The Population, Immigration and Border Authority has decided to stop summoning asylum seekers from Darfur to the Holot detention facility.
- Nearly 15,000 Asylum Requests Still Pending - Israel Yet to Approve Single One in 2016
- Just Like His Hero, This Asylum Seeker Has a Dream
- Sorry, Darfurians, It Seems That for Israel, You Are Less Equal
The decision was made because most of the Darfurian refugees in Israel have submitted requests for asylum and received no response. In the context of a legal procedure, about two weeks ago the PIBA explained that the orders to report to the Holot facility wouldn’t be rescinded automatically, but only after a hearing to prove that the asylum seeker is actually from Darfur.

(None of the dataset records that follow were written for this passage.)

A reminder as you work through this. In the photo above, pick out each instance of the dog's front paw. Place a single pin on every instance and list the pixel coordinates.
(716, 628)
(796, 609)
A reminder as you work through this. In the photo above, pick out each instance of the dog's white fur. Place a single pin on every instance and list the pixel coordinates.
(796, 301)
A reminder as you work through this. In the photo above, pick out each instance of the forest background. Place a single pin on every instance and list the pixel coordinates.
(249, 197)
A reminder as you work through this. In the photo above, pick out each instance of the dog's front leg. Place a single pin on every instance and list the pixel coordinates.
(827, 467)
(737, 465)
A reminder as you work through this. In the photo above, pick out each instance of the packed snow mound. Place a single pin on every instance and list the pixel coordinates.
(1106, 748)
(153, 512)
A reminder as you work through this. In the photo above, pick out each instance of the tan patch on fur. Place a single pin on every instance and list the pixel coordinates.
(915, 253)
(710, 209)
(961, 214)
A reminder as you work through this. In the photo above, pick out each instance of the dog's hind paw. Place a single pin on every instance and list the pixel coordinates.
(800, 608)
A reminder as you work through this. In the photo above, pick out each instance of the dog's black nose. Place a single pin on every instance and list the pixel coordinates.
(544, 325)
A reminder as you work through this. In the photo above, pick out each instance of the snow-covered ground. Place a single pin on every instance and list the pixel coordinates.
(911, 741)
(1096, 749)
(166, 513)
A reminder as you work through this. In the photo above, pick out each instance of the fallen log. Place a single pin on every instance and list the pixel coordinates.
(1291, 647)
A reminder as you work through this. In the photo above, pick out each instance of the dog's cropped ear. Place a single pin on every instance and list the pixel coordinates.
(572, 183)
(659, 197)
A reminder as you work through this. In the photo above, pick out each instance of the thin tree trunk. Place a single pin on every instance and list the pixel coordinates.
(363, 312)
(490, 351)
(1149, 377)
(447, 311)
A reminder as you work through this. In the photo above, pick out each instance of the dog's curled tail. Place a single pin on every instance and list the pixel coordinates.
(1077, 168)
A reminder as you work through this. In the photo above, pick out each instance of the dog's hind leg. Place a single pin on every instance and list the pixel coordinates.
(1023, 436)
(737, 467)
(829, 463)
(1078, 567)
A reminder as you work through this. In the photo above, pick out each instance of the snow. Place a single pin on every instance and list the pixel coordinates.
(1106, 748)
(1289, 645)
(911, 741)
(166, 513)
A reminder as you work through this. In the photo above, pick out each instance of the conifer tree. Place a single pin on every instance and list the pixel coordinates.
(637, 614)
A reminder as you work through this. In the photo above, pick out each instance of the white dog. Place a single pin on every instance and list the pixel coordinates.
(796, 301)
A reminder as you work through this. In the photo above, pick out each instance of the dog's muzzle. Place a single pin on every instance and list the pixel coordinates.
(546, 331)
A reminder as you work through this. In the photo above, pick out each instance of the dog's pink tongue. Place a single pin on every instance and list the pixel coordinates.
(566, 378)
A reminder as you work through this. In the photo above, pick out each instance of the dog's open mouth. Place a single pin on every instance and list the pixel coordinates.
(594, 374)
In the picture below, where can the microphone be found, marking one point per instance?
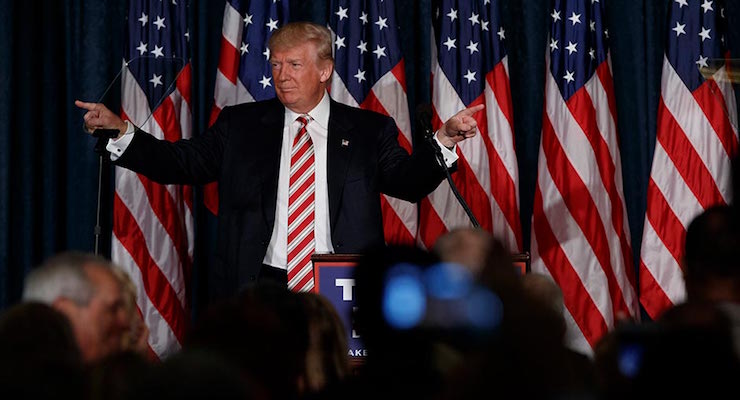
(424, 119)
(103, 135)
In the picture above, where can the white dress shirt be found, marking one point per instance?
(318, 129)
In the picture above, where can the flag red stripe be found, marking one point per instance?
(503, 188)
(498, 80)
(430, 224)
(184, 82)
(163, 204)
(652, 298)
(582, 108)
(669, 228)
(157, 287)
(581, 206)
(164, 207)
(167, 118)
(575, 296)
(470, 188)
(372, 102)
(396, 231)
(228, 62)
(709, 97)
(607, 82)
(687, 161)
(399, 71)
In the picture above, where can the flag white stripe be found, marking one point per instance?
(581, 156)
(574, 338)
(662, 265)
(677, 194)
(686, 111)
(161, 337)
(573, 243)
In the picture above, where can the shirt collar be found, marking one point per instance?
(319, 114)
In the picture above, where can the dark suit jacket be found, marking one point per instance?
(242, 152)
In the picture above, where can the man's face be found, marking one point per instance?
(300, 76)
(100, 324)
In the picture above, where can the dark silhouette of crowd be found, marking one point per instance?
(456, 322)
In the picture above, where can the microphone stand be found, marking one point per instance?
(429, 136)
(103, 135)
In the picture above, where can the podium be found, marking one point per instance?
(334, 279)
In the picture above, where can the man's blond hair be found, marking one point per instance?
(296, 33)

The authority added that it would also cancel summonses to Holot that have already been issued to Darfurians. In response to a question by Haaretz, the authority said that there are presently about 250 Darfurians in Holot.
The PIBA initially claimed that there is no such decision, but revealed its policy by court order to appellants in Tel Aviv. In a proceeding on September 20 the authority representative, attorney Lara Benari Rivkin, said that “there is no policy against issuing detention orders to Darfurians.” Judge Dotan Bergman demanded of the authority at the end of the proceedings to report within two weeks as to whether such a policy exists. In a response to the court on October 10, attorney Meital Leibovitz of the PIBA’s legal bureau wrote that “It has been decided, at this stage, not to send Sudanese from Darfur to the detention facility in Holot.”
The PIBA explained that the policy was formulated after a situation assessment regarding population prioritization, due to the fact that Holot is full to capacity and as a result of judicial decisions regarding the Darfurian asylum seekers.
“The figures indicate that most members of the group submitted requests for political asylum several years ago, and their requests have yet to be answered,” wrote the authority, explaining the decision not to send Dafurians to Holot.
The PIBA explained that the decision is temporary and likely to change in future. Human rights organizations said that most of the Darfurians in Israel have already spent time in Holot and therefore won’t be affected by the decision, since they cannot be summoned to the facility again.
The authority’s notice was sent as a result of appeals submitted by three Darfurians who demanded that their summons to Holot be rescinded. Two of them have been held in Holot for months, and to date the PIBA has refused to release them. In the wake of its notice, the Tel Aviv appeals court ordered the PIBA to arrange a hearing for them and to come to a decision by Thursday. Although two weeks have passed since the authority announced its policy not to send Darfurians to Holot, they have yet to be released.
Attorney Michal Pomerantz, who submitted the appeals on behalf of the asylum seekers, welcomed the new policy which she said “is finally giving expression to the proper humane attitude regarding those who fled from genocide.” But she said that “it’s regrettable that the Population Authority saw fit to announce a change of this policy only when it was required to submit an affidavit on the issue to the court. Recently as well, many Darfurians have received summonses to Holot, contrary to this policy. It isn’t clear what has been done for them and how people who are already in Holot will be compensated.” She also protested the fact that the PIBA continues to hold the appellants in Holot, without justification.
There are presently about 8,000 asylum seekers from Sudan living in Israel. The Population Authority doesn’t say how many of them are from Darfur. In response to a Freedom of Information request from Amnesty International Israel, the authority said that up until May 2,225 requests for asylum were submitted by Sudanese from Darfur, only one of which was approved. In June, four years after he requested asylum and under pressure from the court and the attorney general, the government declared that it had decided to grant refugee status to Mutasim Ali, a Darfurian, one of the leaders of the community of asylum seekers in Israel. Ali was held in Holot for over a year while awaiting a reply to his request for asylum.
An Amnesty International report that was published about a month ago revealed evidence that Sudanese army forces had used chemical weapons against civilians in the Darfur region. The organization’s researchers documented at least 32 instances since the beginning of the year in which there is a high probability that the government of President Omar Al-Bashir used chemical weapons in bombs dropped by planes, and in missiles launched from the ground.
According to the report, the bombs in Darfur disseminated “black smoke” that poisoned the air, causing death by suffocation and serious injuries. From the beginning of the year until September a total of 171 villages in the Darfur region were totally or partially abandoned in the wake of the fighting.